Bug #84249 CHANGE MASTER TO MASTER_DELAY can lead a slave to skip transactions
Submitted: 18 Dec 2016 18:08 Modified: 24 May 2017 12:34
Reporter: Sergio Roysen Email Updates:
Status: Duplicate Impact on me:
None 
Category:MySQL Server: Replication Severity:S2 (Serious)
Version:5.7 OS:Any
Assigned to: CPU Architecture:Any
Tags: replication

[18 Dec 2016 18:08] Sergio Roysen
Description:
With traditional replication (no GTID) and using 5.7.16

Using CHANGE MASTER TO MASTER_DELAY in a slave could lead to the SQL thread to skip transactions if both the IO_THREAD and the SQL_THREAD had been stopped and the SQL_THREAD has pending transactions to apply from the relay logs.

According to the documentation for 5.7:
Prior to MySQL 5.7.4, CHANGE MASTER TO deletes all relay log files and starts a new one, unless you specify RELAY_LOG_FILE or RELAY_LOG_POS. In that case, relay log files are kept; the relay_log_purge global variable is set silently to 0. In MySQL 5.7.4 and later, relay logs are preserved when neither the slave SQL thread nor the slave I/O thread is stopped; if both threads are stopped, all relay log files are deleted unless you at least one of RELAY_LOG_FILE or RELAY_LOG_POS is specified.

That is actually the case, and the local relay logs are discarded when a `CHANGE MASTER TO MASTER_DELAY` is applied.
But unlike other CHANGE MASTER commands where under the same conditions, `MASTER_LOG_FILE` and `MASTER_LOG_POS` are changed to reflect the values of Relay_Master_Log_File and Exec_Master_Log_Pos, in this case, those values are left untouched.
This will result in the SQL thread to skip all the transactions that it still had to apply from the relay log files that were discarded.

How to repeat:
How to reproduce:

Using a simple replication pair. 
The test is going to stop the SQL thread and the IO thread in two separate steps, to make sure that the SQL thread has pending transactions to run in the relay logs.

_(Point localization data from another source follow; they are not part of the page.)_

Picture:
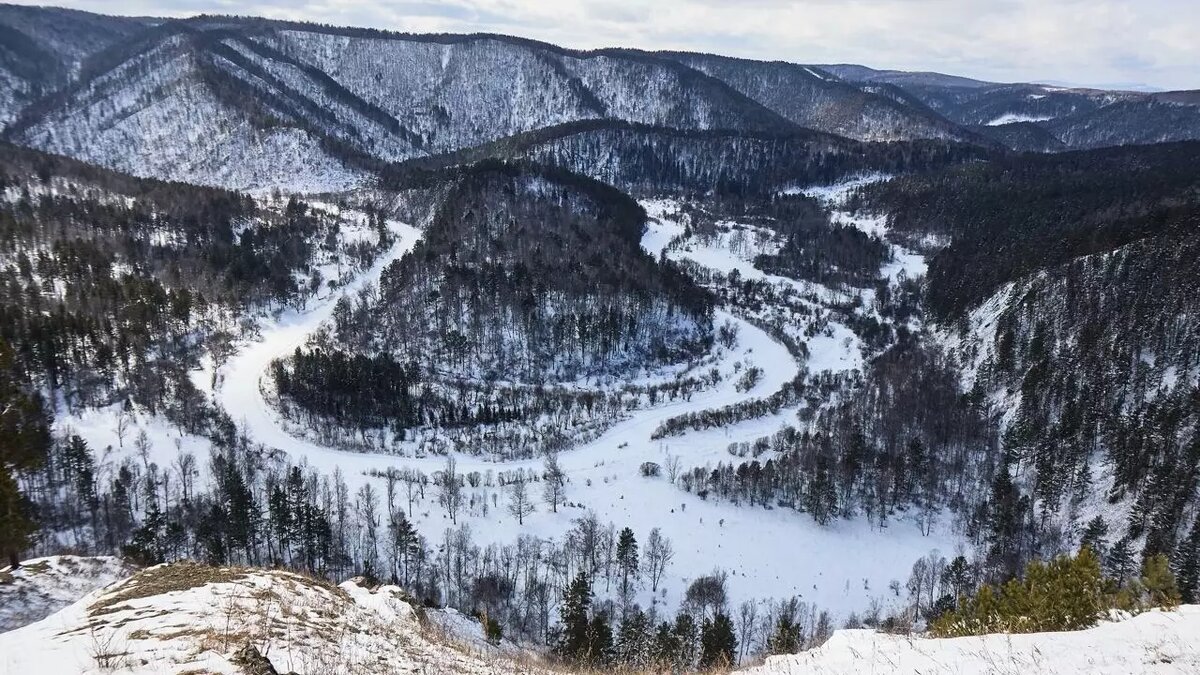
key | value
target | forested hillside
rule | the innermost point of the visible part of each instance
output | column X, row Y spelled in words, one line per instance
column 642, row 359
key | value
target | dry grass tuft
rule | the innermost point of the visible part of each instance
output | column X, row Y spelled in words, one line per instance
column 166, row 579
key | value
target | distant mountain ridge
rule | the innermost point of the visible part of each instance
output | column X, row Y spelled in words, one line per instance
column 252, row 103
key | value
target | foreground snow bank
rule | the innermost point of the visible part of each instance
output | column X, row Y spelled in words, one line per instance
column 45, row 585
column 187, row 617
column 1156, row 641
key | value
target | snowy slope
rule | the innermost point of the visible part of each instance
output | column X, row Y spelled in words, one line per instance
column 832, row 566
column 192, row 619
column 42, row 586
column 157, row 115
column 1156, row 641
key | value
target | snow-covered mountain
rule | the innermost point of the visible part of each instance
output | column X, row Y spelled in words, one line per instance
column 42, row 48
column 1162, row 643
column 814, row 99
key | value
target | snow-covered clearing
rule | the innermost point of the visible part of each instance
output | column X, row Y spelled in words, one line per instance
column 1009, row 118
column 843, row 567
column 1156, row 641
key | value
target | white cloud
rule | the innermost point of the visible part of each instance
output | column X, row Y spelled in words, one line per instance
column 1083, row 41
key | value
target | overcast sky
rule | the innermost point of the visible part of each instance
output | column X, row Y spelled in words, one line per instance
column 1098, row 42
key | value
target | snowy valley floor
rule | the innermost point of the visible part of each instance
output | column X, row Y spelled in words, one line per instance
column 187, row 617
column 769, row 554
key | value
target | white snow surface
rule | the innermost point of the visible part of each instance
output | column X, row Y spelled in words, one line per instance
column 199, row 622
column 45, row 585
column 769, row 554
column 1009, row 118
column 1152, row 643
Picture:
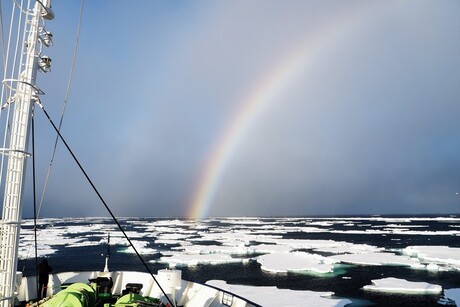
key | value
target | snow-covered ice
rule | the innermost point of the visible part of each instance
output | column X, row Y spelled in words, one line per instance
column 272, row 296
column 391, row 284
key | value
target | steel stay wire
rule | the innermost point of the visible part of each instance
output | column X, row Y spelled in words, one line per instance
column 38, row 101
column 69, row 82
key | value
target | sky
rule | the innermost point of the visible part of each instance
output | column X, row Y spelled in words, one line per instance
column 253, row 108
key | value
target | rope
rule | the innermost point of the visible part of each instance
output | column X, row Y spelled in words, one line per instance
column 63, row 109
column 102, row 200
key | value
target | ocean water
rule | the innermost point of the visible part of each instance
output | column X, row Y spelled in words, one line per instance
column 81, row 244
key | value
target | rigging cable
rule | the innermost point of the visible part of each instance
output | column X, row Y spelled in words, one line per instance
column 63, row 107
column 34, row 196
column 102, row 200
column 3, row 36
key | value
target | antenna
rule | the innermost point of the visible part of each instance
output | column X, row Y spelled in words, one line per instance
column 107, row 256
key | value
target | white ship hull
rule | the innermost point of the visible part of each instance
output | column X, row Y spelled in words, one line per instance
column 187, row 294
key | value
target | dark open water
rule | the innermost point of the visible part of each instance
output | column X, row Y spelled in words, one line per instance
column 90, row 258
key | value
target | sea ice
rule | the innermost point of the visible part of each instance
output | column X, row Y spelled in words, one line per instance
column 283, row 262
column 272, row 296
column 440, row 255
column 402, row 286
column 376, row 259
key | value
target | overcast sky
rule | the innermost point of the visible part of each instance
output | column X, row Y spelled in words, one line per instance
column 355, row 108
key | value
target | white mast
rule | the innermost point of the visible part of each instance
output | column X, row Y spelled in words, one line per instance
column 19, row 93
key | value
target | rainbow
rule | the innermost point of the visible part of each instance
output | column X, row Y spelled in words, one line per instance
column 258, row 99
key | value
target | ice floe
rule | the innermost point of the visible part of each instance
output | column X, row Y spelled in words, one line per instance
column 272, row 296
column 295, row 262
column 391, row 284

That's almost guaranteed in a production environment under heavy load when just running `STOP SLAVE`.

# On the master:

CREATE DATABASE db_test;
USE db_test;
CREATE TABLE sequential (id int(11) NOT NULL AUTO_INCREMENT, created_at datetime, PRIMARY KEY (id)) ENGINE=InnoDB;
INSERT INTO sequential (created_at) VALUES (NOW());

# On the slave:
STOP SLAVE SQL_THREAD;

# On the master:
INSERT INTO sequential (created_at) VALUES (NOW());

# On the slave, after it retrieved the latest transaction from the master
STOP SLAVE IO_THREAD;

# Runing SHOW SLAVE STATUS here will show that the IO thread is aiming to binlog position _Y_ from the master (Master_log_pos)
# and the SQL thread is aiming to position _X_ (Exec_Master_Log_Pos)

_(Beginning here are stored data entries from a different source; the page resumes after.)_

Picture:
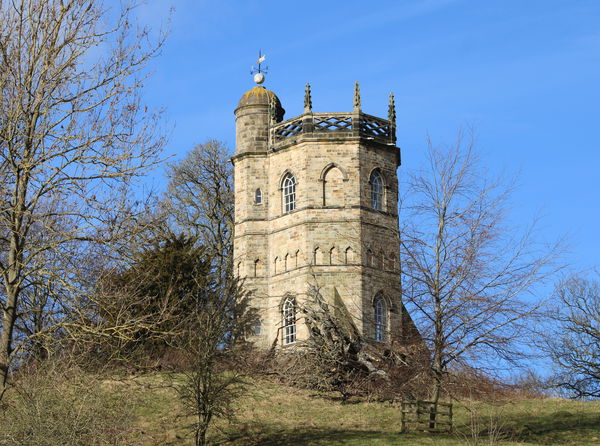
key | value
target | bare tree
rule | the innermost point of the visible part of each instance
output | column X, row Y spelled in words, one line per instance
column 574, row 344
column 218, row 325
column 74, row 133
column 200, row 198
column 200, row 201
column 466, row 273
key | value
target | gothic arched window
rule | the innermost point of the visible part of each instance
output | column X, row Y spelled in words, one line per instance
column 376, row 190
column 289, row 321
column 258, row 196
column 380, row 318
column 289, row 193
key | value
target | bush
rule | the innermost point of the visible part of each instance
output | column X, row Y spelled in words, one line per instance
column 51, row 405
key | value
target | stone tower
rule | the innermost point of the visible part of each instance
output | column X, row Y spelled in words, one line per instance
column 316, row 205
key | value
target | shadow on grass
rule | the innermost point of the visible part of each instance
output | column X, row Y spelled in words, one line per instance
column 561, row 427
column 270, row 436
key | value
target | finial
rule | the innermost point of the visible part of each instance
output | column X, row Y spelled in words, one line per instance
column 307, row 99
column 259, row 73
column 356, row 97
column 392, row 109
column 272, row 109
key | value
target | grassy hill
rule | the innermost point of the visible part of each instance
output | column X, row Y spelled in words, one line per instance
column 273, row 414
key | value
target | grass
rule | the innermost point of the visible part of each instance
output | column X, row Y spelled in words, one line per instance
column 272, row 414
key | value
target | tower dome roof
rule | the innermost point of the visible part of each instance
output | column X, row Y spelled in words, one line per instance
column 258, row 96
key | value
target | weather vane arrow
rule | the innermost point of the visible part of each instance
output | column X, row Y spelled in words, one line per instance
column 260, row 71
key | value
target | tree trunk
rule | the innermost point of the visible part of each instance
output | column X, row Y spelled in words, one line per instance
column 9, row 315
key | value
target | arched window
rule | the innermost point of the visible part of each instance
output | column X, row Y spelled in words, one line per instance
column 289, row 193
column 380, row 318
column 349, row 256
column 289, row 321
column 332, row 256
column 257, row 196
column 256, row 267
column 316, row 256
column 376, row 190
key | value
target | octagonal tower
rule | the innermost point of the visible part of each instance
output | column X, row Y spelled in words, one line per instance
column 316, row 207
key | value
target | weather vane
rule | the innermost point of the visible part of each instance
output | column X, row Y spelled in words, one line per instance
column 259, row 73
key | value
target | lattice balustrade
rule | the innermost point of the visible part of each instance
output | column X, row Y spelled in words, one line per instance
column 359, row 124
column 330, row 123
column 374, row 126
column 288, row 128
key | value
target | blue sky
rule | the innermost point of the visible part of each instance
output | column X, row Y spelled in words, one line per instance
column 525, row 75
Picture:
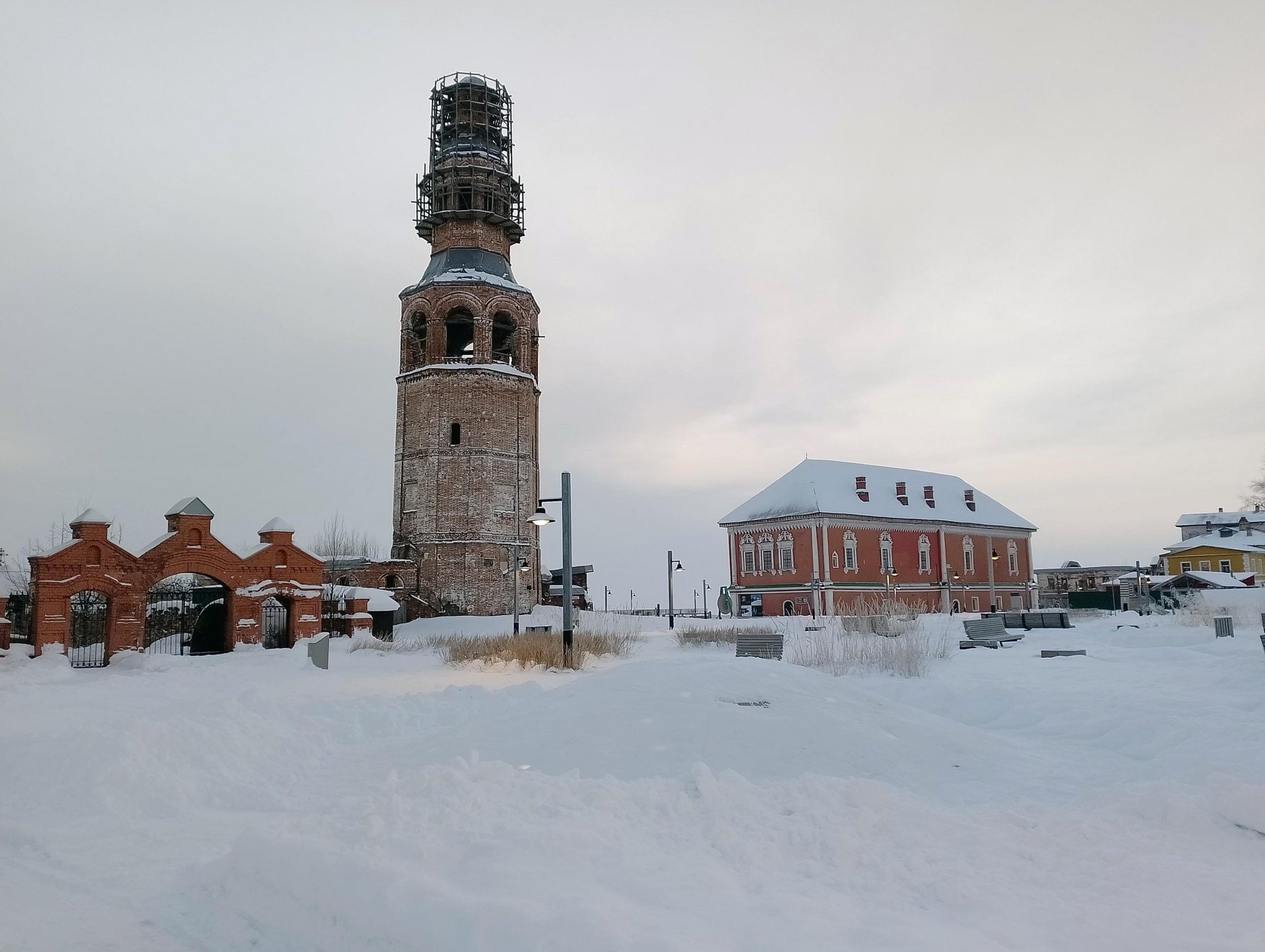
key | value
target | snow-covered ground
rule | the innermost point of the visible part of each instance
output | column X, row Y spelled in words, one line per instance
column 682, row 800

# Apply a delay, any delay, even zero.
CHANGE MASTER TO MASTER_DELAY = 0;

# Running SHOW SLAVE STATUS here will show that relay logs had been reseted (Relay_Log_File:Relay_Log_Pos), and it will also show that
# the IO thread is still aiming to the same binlog position _Y_ from the master (Master_log_pos) and now the SQL thread is now aiming
# to that position as well. This will result on the SQL thread to skip all the transactions between X and Y

START SLAVE;

Under the above conditions, the slave is going to miss the second record added in the master.

Suggested fix:
Suggested fix:
As with analog `CHANGE MASTER ... ` commands, when MySQL discards the local relay logs it should apply to MASTER_LOG_FILE and MASTER_LOG_POS the binlog positions that are relevant to the SQL thread: Relay_Master_Log_File and Exec_Master_Log_Pos
[20 Dec 2016 11:22] MySQL Verification Team
Hi,

Thanks for your report, verified as described.
[2 Mar 2017 15:24] Saverio Miroddi
Duplicate of https://bugs.mysql.com/bug.php?id=84375 (Changing MASTER_DELAY to 0 purges the relay log, causing corruption).

It's not an issue, but something that's it's not very obviously pointed out in the documentation - the I/O thread must not be stopped, in this context, when changing the master.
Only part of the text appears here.